In her London speech, Hamburg noted that some people questioned whether the FDA’s actions in India were part of an effort to “target” Indian companies. She also said that some Indian companies said they were challenged by the agency’s increased inspection activities.
Hamburg said all of the agency’s inspections were part of the FDA’s usual regulatory framework and every company providing drugs for the United States must ensure their quality and safety.
“For any company who sells their product in the U.S., we inspect and take appropriate actions, measured against our regulatory standards and requirements,” she said.
Another major challenge the FDA is working to confront is the problem of counterfeit drugs entering the legitimate drug supply chain. Counterfeit drugs can contain too much or too little of an active ingredient, contain no active ingredient at all, cab be contaminated or include undeclared substances.
At a recent House Energy and Commerce Subcommittee on Health hearing, officials from the FDA and the Department of Homeland Security testified that illegal drug supply chains are expanding quickly and often stretch through multiple countries.
Howard Sklamberg, FDA’s deputy commissioner for global regulatory operations and policy, said prosecuting counterfeiters is becoming more difficult as drug supply chains become bigger and more international — and as counterfeiters make more use of the Internet.
“They’re smart, they’re careful and what they’re doing is evil,” Sklamberg said.
The officials also said the penalties for counterfeiting drugs have not been updated since they were enacted in 1938.
Along with increasing penalties, there also needs to be an increased effort to educate the public about counterfeiting drugs, the officials said. At the hearing, Crosse said that people are now using the Internet to try to find cheap prices for their medications.

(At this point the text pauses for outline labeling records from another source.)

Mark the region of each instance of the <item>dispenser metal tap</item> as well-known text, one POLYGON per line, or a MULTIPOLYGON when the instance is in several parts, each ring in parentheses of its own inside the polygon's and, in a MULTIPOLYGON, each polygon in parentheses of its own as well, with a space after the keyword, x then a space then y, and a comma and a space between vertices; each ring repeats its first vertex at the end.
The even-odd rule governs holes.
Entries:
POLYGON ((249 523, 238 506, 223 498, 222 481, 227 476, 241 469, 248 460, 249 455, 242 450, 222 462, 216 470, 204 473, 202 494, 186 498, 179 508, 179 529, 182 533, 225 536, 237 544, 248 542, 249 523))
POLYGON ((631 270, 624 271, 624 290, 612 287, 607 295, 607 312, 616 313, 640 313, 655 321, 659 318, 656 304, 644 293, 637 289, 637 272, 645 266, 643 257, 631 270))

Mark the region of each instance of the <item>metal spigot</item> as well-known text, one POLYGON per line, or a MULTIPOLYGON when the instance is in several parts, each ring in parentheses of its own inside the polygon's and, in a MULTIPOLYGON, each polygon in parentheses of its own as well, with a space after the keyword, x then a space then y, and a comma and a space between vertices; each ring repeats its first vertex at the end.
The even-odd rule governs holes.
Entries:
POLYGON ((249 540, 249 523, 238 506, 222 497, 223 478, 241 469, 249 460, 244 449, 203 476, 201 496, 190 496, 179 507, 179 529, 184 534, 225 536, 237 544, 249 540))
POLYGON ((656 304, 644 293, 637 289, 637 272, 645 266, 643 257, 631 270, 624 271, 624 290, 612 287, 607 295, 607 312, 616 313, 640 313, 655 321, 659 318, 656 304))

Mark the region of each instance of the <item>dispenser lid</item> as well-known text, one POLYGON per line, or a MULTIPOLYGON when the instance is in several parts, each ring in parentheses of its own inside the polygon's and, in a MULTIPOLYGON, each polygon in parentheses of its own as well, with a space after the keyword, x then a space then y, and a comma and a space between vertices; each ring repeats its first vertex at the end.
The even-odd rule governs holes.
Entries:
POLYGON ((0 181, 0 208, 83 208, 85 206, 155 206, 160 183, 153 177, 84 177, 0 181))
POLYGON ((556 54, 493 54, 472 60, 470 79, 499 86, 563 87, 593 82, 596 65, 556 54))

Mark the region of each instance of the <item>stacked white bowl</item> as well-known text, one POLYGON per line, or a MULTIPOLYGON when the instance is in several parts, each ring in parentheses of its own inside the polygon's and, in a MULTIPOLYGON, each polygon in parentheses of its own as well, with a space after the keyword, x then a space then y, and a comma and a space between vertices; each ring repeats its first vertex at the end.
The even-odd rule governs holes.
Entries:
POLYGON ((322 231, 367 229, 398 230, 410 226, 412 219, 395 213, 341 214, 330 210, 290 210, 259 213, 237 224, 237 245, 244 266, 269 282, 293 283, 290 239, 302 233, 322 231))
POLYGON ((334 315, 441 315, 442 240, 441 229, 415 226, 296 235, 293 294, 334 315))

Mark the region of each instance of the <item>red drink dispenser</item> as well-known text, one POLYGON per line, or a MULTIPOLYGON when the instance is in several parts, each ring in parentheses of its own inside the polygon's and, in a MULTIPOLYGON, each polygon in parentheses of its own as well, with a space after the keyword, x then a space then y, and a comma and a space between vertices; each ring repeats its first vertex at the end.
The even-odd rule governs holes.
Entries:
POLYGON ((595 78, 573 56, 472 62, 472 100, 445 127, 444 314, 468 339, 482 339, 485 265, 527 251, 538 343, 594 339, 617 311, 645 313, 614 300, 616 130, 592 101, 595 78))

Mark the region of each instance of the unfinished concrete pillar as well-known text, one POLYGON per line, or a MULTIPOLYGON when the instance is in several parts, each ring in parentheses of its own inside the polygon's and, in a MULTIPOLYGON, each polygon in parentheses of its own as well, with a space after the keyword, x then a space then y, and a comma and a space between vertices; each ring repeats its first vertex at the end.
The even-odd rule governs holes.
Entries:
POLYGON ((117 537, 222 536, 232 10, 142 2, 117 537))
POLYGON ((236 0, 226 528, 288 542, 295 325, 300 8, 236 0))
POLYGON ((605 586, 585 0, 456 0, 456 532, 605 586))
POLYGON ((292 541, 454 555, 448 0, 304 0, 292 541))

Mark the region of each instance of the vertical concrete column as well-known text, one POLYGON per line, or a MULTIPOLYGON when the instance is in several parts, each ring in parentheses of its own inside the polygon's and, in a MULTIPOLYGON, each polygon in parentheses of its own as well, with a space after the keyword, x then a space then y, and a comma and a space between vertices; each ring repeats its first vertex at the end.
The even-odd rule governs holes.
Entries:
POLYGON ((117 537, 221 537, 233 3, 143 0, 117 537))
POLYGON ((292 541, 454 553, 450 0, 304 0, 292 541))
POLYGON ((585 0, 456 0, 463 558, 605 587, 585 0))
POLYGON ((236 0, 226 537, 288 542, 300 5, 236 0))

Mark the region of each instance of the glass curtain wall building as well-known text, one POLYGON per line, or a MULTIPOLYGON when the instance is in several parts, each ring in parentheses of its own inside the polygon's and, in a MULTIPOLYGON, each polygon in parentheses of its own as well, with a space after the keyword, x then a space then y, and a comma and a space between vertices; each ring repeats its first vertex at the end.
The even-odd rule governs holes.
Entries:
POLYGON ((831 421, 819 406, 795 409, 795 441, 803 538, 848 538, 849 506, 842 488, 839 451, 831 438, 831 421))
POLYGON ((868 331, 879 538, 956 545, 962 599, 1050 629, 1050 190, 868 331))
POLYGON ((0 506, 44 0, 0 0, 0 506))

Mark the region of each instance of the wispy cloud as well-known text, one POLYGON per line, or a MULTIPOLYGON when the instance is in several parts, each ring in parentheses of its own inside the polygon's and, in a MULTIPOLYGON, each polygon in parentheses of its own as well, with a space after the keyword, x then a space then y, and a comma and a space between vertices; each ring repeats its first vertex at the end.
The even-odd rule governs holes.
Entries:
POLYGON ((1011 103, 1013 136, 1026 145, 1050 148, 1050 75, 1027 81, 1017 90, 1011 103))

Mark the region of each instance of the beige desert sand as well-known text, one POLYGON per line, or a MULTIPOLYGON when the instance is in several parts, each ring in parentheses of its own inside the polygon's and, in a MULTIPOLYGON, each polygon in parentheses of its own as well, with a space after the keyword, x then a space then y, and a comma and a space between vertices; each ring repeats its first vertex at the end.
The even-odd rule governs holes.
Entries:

The FDA has found that nearly 1 in 4 Americans who shop online have purchased prescription drugs from Internet pharmacies. In 2013, the FDA took agency against 1,677 rogue pharmacy websites as part of a global enforcement initiative.
The National Association of Chain Drug Stores has urged the FDA and lawmakers to provide an Internet site where consumers and medical providers can check to see whether a website selling medications is legitimate.
The 2012 user fee reauthorization law also included provisions to improve the security of the supply chain, creating an interoperable “track and trace” system to follow drugs as they move from manufacturer to distributor.
The law also requires foreign and domestic companies to provide complete information on threats to the supply chain, as well as improving information on registered facilities.
Ellyn Ferguson contributed to this report.